Farming is an innately labour-intensive industry. With the advent of greenhouse technology leading to increased yields and better quality crops, labour has remained just as essential. It seems only natural, then, that labour is one of the industry’s greatest challenges.
This challenge stems from several factors and applies to all aspects of labour management: from unskilled general labour all the way up to senior management. The greenhouse industry (especially here in Southern Ontario) has been notorious for its use of labourers sourced from abroad. It may seem like a cop-out to try and get cheap labour – but in fact they cost more to hire (transportation and accommodation are provided) and are paid well above the minimum wage.
This issue does not end at the greenhouse doors. Companies are having issues finding management-level employees as well. The greenhouse industry is not everyone’s first thought when an innovative multi-million-dollar enterprise is brought up.

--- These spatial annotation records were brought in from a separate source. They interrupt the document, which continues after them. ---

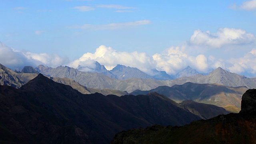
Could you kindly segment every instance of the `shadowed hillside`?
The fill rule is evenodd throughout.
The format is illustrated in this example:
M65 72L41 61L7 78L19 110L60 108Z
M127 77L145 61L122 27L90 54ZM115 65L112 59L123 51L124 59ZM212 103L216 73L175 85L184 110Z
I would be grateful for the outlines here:
M200 119L156 93L83 94L41 74L18 89L0 85L0 99L1 142L107 143L129 128Z
M110 144L255 144L256 90L243 95L239 114L221 115L181 127L154 125L118 133Z

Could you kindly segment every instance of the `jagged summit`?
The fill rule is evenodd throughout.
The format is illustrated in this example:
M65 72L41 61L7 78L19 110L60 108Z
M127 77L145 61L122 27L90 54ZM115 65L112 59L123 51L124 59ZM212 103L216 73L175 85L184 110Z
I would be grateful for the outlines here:
M256 89L248 90L242 98L241 110L240 113L256 110Z
M39 74L39 72L36 70L31 66L25 66L20 71L21 73L30 73L30 74Z
M0 84L19 88L25 82L15 75L16 73L0 64Z
M110 72L116 76L117 78L119 80L126 80L133 78L154 79L152 77L137 68L126 66L121 64L117 65Z
M175 77L176 78L179 78L184 76L189 77L198 74L199 73L196 70L191 68L189 66L188 66L186 68L177 74Z
M256 90L247 90L242 103L238 114L220 115L181 127L154 125L123 131L110 144L255 144Z

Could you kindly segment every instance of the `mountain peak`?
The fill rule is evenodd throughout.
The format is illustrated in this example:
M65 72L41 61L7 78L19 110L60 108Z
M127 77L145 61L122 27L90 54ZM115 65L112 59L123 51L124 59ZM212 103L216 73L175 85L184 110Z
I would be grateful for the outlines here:
M38 72L35 70L31 66L25 66L21 71L21 73L30 73L30 74L38 74Z
M175 76L176 78L180 78L182 77L189 77L199 74L199 73L195 69L191 68L189 66L188 66L186 68L177 74Z
M249 89L243 95L239 113L256 110L256 89Z

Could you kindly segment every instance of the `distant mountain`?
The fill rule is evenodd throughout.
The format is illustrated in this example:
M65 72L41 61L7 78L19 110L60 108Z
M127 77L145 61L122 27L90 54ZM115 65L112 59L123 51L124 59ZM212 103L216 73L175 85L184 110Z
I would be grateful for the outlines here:
M247 90L244 86L233 88L216 84L187 82L171 87L160 86L149 91L137 90L130 94L137 95L156 92L178 102L189 100L218 106L233 105L240 108L242 96Z
M210 72L209 75L198 78L195 83L217 83L228 86L246 86L249 88L256 88L255 80L255 78L249 78L218 67Z
M36 70L46 76L74 80L87 88L116 90L116 86L120 82L120 80L111 78L102 74L81 72L67 66L52 68L41 65L36 68Z
M116 132L200 118L166 97L83 94L42 74L16 89L0 85L0 141L107 143Z
M23 80L26 83L27 83L29 81L34 79L36 77L37 75L38 74L37 74L23 73L17 74L16 75L20 80ZM49 76L48 76L48 77L55 82L70 86L73 88L78 90L79 92L83 94L90 94L98 92L105 96L109 94L114 94L118 96L121 96L128 94L128 93L126 91L121 91L118 90L110 89L100 90L97 88L87 88L86 86L82 85L74 80L70 79L67 78L53 78Z
M151 76L135 68L131 68L120 64L118 64L110 71L116 76L119 80L126 80L130 78L140 78L145 79L154 79Z
M177 127L154 125L117 134L110 144L255 144L256 90L243 95L239 114Z
M20 73L37 74L39 73L31 66L25 66L20 71Z
M108 70L105 66L101 65L98 62L95 62L95 67L91 68L88 66L78 66L77 69L80 71L87 72L97 72L100 74L104 74L111 78L117 78L116 76L112 74L110 71Z
M175 84L182 84L187 82L199 84L217 83L228 86L246 86L249 88L256 88L256 78L249 78L239 76L224 70L220 68L213 71L208 75L181 77L169 80L139 78L120 80L111 78L102 74L80 72L66 66L52 68L40 65L36 69L47 76L53 77L67 77L74 80L87 88L126 91L128 93L136 90L149 90L159 86L172 86Z
M165 71L159 71L156 69L152 70L153 75L151 76L153 78L156 80L170 80L174 78L173 77L166 74Z
M0 84L19 88L25 82L16 76L16 73L0 64Z
M182 77L189 77L198 74L199 73L196 70L188 66L186 68L182 70L181 71L177 74L175 77L176 78L180 78Z

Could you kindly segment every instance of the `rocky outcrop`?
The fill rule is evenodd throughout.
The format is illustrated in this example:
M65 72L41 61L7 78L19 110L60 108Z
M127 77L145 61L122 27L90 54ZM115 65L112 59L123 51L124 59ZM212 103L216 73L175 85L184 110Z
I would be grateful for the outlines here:
M116 135L110 144L256 144L256 90L243 95L239 113L178 127L154 125Z
M38 74L39 73L31 66L24 66L24 68L23 68L22 70L21 70L21 71L20 71L20 73L37 74Z
M242 98L242 110L240 113L256 110L256 89L248 90Z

Universities are producing herds of well educated individuals waving CVs looking for work, yet none of them seem to be pointing them towards this sector. How is it that one of Canada’s most dynamic, fastest growing and innovative industries is lacking applicants? Farms are working double time just to meet their obligations.
I myself was no different. I grew up and completed a bachelor’s and master’s degree 50 km from the largest high-tech greenhouse cluster in North America. Not once did it even cross my mind to consider working there: and it’s this very fact which manifests the struggle greenhouse growers are facing today.
How do we get young, determined, hard-working individuals with a drive to make an impact, attracted to working in greenhouses? How do we highlight that this is a rewarding, passionate and exciting long-term career that requires engineers and scientists and labourers alike? Partnerships with universities are integral aspects of fostering talent acquisition. NatureFresh* is establishing programmes with universities to bring students in on co-op like terms, exposing them to the cutting-edge technology and get them excited about careers in horticulture.